La profesora mexicana Beatriz Stolowicz también observa un desprestigio de la política en el conjunto de América latina. Como en todas partes, nos explica, esta crisis se manifiesta en expresiones como “todos los políticos son iguales”, “sólo se representan a sí mismos”, “se han alejado de la gente”, “no luchan por ideas, sino por las prebendas”. En Cataluña, los críticos con los políticos todo esto lo resumen con la acusación de que han renunciado a los principios y a la lucha por la independencia por la “paguita”. Esta crítica generalizada al elitismo político, que, por su parte, estaba bien justificada, en Latinoamérica abrió sus puertas al populismo actual, con todos los matices que haya que considerar, de donde vio, por ejemplo, el entorno de Podemos y los comunes. En Europa, los movimientos alternativos también han dado cuerda a la extrema derecha. La paradoja es que la crítica al sistema democrático de estos dos extremismos se ha disuelto y hasta se ha debilitado cuando algunos de los partidos “alternativos” han entrado a formar parte del sistema.

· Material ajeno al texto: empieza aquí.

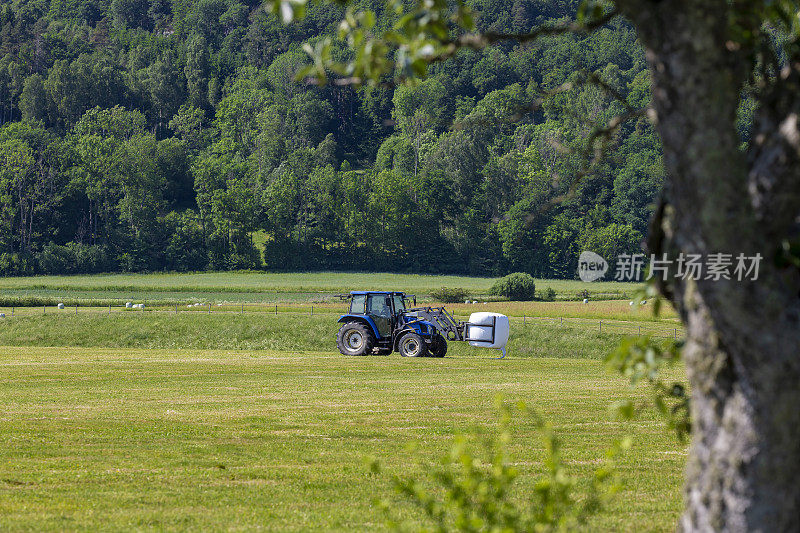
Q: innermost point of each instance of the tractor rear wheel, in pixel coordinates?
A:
(438, 346)
(412, 345)
(354, 339)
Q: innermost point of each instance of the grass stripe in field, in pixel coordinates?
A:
(235, 286)
(296, 332)
(221, 439)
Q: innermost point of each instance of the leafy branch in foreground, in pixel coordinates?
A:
(643, 359)
(474, 492)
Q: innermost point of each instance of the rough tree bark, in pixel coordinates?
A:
(743, 339)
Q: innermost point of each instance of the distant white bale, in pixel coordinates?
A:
(488, 330)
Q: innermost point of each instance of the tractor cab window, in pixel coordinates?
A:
(399, 303)
(380, 310)
(358, 304)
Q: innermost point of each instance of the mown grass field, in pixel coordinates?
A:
(262, 287)
(196, 439)
(224, 420)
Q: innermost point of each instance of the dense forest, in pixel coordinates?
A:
(143, 135)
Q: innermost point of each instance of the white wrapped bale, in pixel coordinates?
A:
(488, 330)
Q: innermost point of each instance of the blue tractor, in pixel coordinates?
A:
(379, 323)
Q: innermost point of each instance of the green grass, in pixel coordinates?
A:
(259, 286)
(189, 439)
(230, 331)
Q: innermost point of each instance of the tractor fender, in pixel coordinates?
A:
(416, 327)
(367, 321)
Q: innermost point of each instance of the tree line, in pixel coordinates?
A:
(143, 135)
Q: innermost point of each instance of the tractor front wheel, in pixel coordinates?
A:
(354, 339)
(438, 346)
(412, 345)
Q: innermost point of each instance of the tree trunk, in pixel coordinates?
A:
(743, 338)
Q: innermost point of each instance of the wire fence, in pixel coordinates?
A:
(667, 329)
(661, 329)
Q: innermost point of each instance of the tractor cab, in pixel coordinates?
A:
(379, 322)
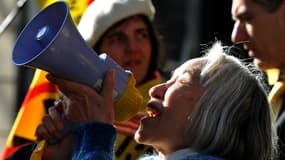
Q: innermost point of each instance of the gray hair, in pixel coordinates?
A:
(233, 118)
(269, 5)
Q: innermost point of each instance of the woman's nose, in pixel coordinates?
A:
(239, 33)
(131, 45)
(158, 91)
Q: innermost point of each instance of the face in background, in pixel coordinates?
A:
(169, 109)
(129, 45)
(264, 31)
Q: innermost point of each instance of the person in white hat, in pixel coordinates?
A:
(212, 108)
(124, 30)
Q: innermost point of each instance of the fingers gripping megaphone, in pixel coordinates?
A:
(51, 42)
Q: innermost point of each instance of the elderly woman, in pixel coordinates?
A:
(213, 107)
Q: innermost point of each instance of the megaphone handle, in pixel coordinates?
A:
(67, 129)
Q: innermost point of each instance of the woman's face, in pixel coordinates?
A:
(129, 45)
(169, 109)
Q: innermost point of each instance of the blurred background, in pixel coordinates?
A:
(186, 25)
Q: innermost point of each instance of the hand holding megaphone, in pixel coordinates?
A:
(51, 42)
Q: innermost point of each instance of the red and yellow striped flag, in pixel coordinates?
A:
(40, 95)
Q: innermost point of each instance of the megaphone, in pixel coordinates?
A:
(51, 42)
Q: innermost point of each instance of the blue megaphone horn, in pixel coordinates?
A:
(51, 42)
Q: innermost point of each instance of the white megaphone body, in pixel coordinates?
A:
(51, 42)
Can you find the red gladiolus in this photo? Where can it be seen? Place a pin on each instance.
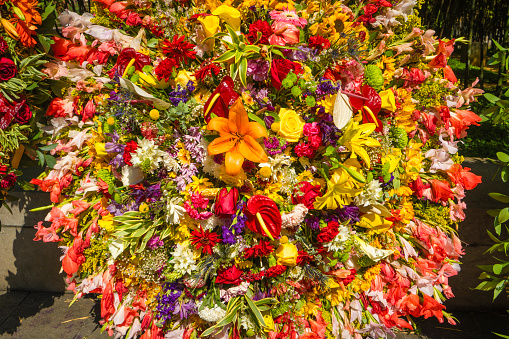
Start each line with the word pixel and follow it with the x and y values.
pixel 263 216
pixel 179 49
pixel 463 176
pixel 226 202
pixel 204 239
pixel 220 101
pixel 229 276
pixel 441 190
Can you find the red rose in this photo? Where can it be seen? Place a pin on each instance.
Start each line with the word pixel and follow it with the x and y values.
pixel 229 276
pixel 8 111
pixel 305 193
pixel 264 28
pixel 24 115
pixel 7 69
pixel 226 202
pixel 280 69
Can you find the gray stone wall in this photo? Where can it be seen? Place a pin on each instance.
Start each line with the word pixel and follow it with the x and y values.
pixel 26 265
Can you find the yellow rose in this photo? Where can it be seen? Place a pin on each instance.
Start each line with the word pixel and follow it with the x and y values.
pixel 184 77
pixel 229 15
pixel 151 81
pixel 286 254
pixel 291 125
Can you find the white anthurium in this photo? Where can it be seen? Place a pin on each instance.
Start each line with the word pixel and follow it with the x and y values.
pixel 342 112
pixel 375 254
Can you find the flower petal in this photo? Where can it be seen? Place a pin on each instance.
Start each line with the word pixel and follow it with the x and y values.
pixel 256 130
pixel 221 145
pixel 219 124
pixel 252 150
pixel 233 162
pixel 238 120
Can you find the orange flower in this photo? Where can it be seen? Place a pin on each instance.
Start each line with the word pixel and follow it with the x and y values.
pixel 237 138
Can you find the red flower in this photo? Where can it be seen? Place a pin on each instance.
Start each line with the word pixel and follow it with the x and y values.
pixel 328 233
pixel 204 239
pixel 463 176
pixel 226 202
pixel 207 70
pixel 230 275
pixel 264 248
pixel 165 69
pixel 264 28
pixel 130 147
pixel 305 193
pixel 280 69
pixel 319 43
pixel 179 49
pixel 441 190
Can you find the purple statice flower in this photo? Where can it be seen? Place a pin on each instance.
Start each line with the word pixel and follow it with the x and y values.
pixel 313 222
pixel 258 69
pixel 187 171
pixel 268 120
pixel 155 242
pixel 274 146
pixel 350 212
pixel 326 87
pixel 167 301
pixel 184 310
pixel 330 133
pixel 227 235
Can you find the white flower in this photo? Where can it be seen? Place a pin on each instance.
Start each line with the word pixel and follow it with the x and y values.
pixel 212 315
pixel 337 243
pixel 174 212
pixel 147 150
pixel 183 259
pixel 371 194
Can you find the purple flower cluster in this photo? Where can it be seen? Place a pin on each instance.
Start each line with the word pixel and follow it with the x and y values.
pixel 274 146
pixel 168 301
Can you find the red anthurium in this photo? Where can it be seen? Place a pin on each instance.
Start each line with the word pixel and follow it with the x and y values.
pixel 220 101
pixel 369 107
pixel 263 216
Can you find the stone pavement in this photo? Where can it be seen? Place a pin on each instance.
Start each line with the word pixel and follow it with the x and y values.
pixel 32 315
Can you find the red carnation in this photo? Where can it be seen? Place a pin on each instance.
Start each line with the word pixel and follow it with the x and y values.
pixel 230 275
pixel 264 248
pixel 130 147
pixel 328 233
pixel 179 49
pixel 264 28
pixel 207 70
pixel 165 69
pixel 204 239
pixel 319 43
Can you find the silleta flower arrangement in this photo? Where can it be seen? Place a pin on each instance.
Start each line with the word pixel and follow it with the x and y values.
pixel 256 168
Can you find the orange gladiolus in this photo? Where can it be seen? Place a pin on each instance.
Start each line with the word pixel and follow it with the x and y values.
pixel 237 138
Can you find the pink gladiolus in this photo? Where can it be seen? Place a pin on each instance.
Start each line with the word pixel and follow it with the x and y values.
pixel 284 34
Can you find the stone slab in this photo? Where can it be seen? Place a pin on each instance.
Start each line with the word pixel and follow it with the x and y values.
pixel 27 265
pixel 45 315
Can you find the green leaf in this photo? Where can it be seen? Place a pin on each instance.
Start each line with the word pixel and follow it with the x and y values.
pixel 503 157
pixel 226 56
pixel 243 71
pixel 500 197
pixel 48 147
pixel 255 311
pixel 503 216
pixel 354 174
pixel 491 98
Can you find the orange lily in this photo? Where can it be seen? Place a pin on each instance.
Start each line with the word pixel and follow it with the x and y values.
pixel 237 137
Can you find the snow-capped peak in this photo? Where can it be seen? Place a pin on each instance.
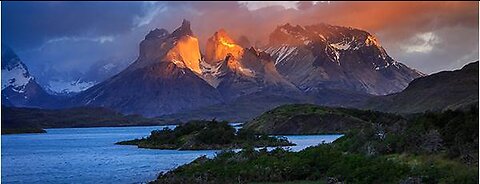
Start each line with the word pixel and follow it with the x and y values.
pixel 16 76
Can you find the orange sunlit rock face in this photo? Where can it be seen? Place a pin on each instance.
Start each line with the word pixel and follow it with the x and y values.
pixel 186 53
pixel 219 46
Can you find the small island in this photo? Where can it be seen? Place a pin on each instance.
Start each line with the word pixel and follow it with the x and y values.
pixel 206 135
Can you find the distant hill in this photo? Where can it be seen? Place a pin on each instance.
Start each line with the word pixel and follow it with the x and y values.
pixel 440 91
pixel 313 119
pixel 22 120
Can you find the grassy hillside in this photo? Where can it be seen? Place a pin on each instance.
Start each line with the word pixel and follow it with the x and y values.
pixel 430 148
pixel 313 119
pixel 205 135
pixel 440 91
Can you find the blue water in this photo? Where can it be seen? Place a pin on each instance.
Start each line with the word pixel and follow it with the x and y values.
pixel 89 155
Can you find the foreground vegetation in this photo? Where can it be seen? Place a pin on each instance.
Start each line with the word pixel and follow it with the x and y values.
pixel 312 119
pixel 425 148
pixel 205 135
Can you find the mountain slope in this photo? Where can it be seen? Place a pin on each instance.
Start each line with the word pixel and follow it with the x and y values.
pixel 162 80
pixel 236 71
pixel 19 88
pixel 440 91
pixel 322 56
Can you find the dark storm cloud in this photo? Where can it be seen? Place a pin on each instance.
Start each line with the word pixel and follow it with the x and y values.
pixel 30 24
pixel 429 36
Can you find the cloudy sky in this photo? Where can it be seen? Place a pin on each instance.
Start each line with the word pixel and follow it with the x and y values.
pixel 71 36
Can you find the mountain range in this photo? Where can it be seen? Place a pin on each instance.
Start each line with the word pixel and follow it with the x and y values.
pixel 173 78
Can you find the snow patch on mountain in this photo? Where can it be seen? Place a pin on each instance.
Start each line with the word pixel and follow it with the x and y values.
pixel 340 46
pixel 282 52
pixel 68 87
pixel 16 76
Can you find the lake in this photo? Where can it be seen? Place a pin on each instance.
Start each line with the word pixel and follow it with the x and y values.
pixel 89 155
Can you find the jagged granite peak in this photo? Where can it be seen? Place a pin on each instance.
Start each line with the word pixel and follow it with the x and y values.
pixel 219 45
pixel 322 56
pixel 183 30
pixel 179 47
pixel 236 71
pixel 165 78
pixel 19 88
pixel 14 72
pixel 157 33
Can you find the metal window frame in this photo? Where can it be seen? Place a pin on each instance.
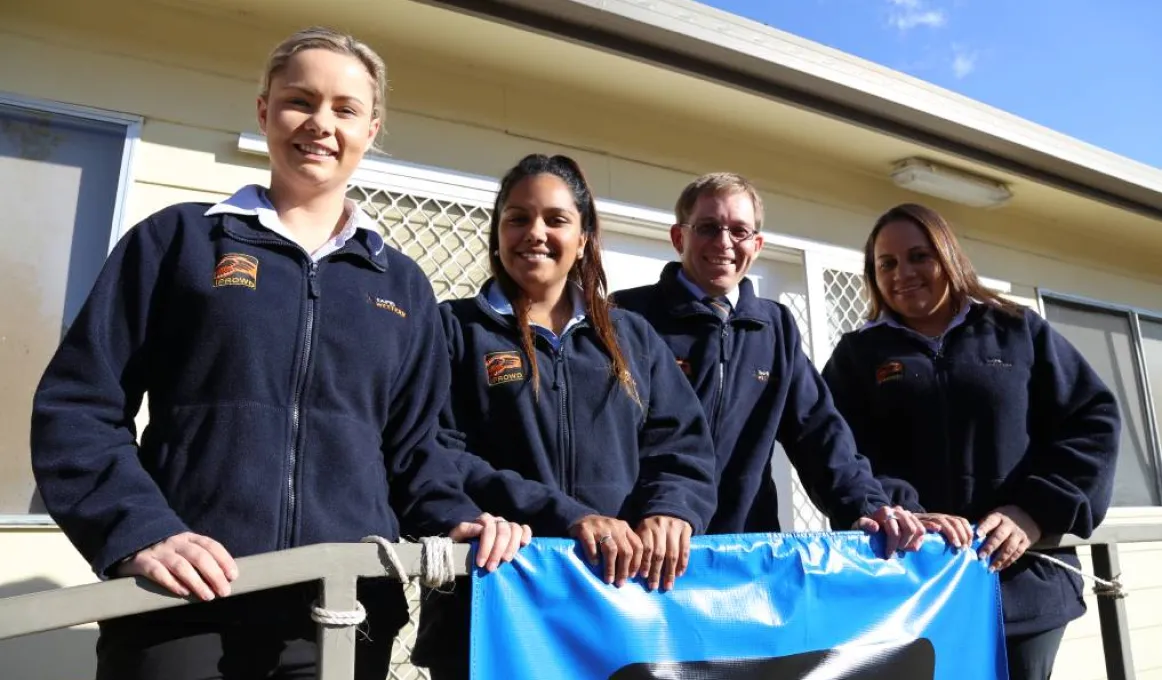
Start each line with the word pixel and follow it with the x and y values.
pixel 1133 315
pixel 117 226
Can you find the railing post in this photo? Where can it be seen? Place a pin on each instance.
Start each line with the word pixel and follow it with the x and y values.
pixel 337 644
pixel 1119 663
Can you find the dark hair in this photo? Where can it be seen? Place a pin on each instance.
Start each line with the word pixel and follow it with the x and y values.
pixel 962 280
pixel 587 271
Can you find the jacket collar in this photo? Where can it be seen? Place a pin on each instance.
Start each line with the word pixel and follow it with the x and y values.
pixel 681 302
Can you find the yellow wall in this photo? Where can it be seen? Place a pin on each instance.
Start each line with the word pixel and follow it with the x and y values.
pixel 196 102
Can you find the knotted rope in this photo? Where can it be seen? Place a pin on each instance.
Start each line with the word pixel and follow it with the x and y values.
pixel 437 568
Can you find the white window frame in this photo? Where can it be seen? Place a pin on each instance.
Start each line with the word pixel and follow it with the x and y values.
pixel 1126 514
pixel 117 226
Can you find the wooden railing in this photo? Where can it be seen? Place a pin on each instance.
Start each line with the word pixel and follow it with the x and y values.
pixel 337 566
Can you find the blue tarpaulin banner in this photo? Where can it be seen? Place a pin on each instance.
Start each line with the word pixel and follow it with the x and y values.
pixel 750 607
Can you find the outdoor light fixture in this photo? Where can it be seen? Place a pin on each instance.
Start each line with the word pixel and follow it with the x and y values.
pixel 954 185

El independentismo nunca puede ser parte del sistema porque, por esencia, es un movimiento de ruptura. De ruptura con el Estado, de subversión de la legalidad impuesta, de resistencia a la injusticia. Esto no quiere decir que los partidos independentistas no puedan aspirar a gobernar la autonomía, ‘mientras tanto’. Claro que sí. Ahora bien, es necesario que todo el mundo sea consciente de que la autonomía no es un fin en sí mismo. Es sólo un medio para tener un mínimo control del proceso de emancipación. Hay que aprender a gobernar de otra forma si los partidos no quieren decepcionar a la masa. Es necesario que tejan complicidades con los agentes sociales y que desplieguen la fuerza del independentismo como una hidra benéfica que sea imposible de extirpar. Lo peor del pacto sobre la continuidad o no de la inmersión lingüística ha sido constatar, una vez más, que los partidos desprecian la sociedad civil. Con la reforma del horario escolar el Govern ya demostró tener un nivel de sensibilidad social bajo cero. Si no creen en el pueblo, si desconfían del mismo porque sólo creen en la revolución desde arriba, los partidos independentistas deberían ser bolcheviques. Los hechos de 2017 es la prueba de que no lo son. Por el contrario, o bien son una agencia de colocación o bien una olla de grillos. A veces son ambas cosas a la vez.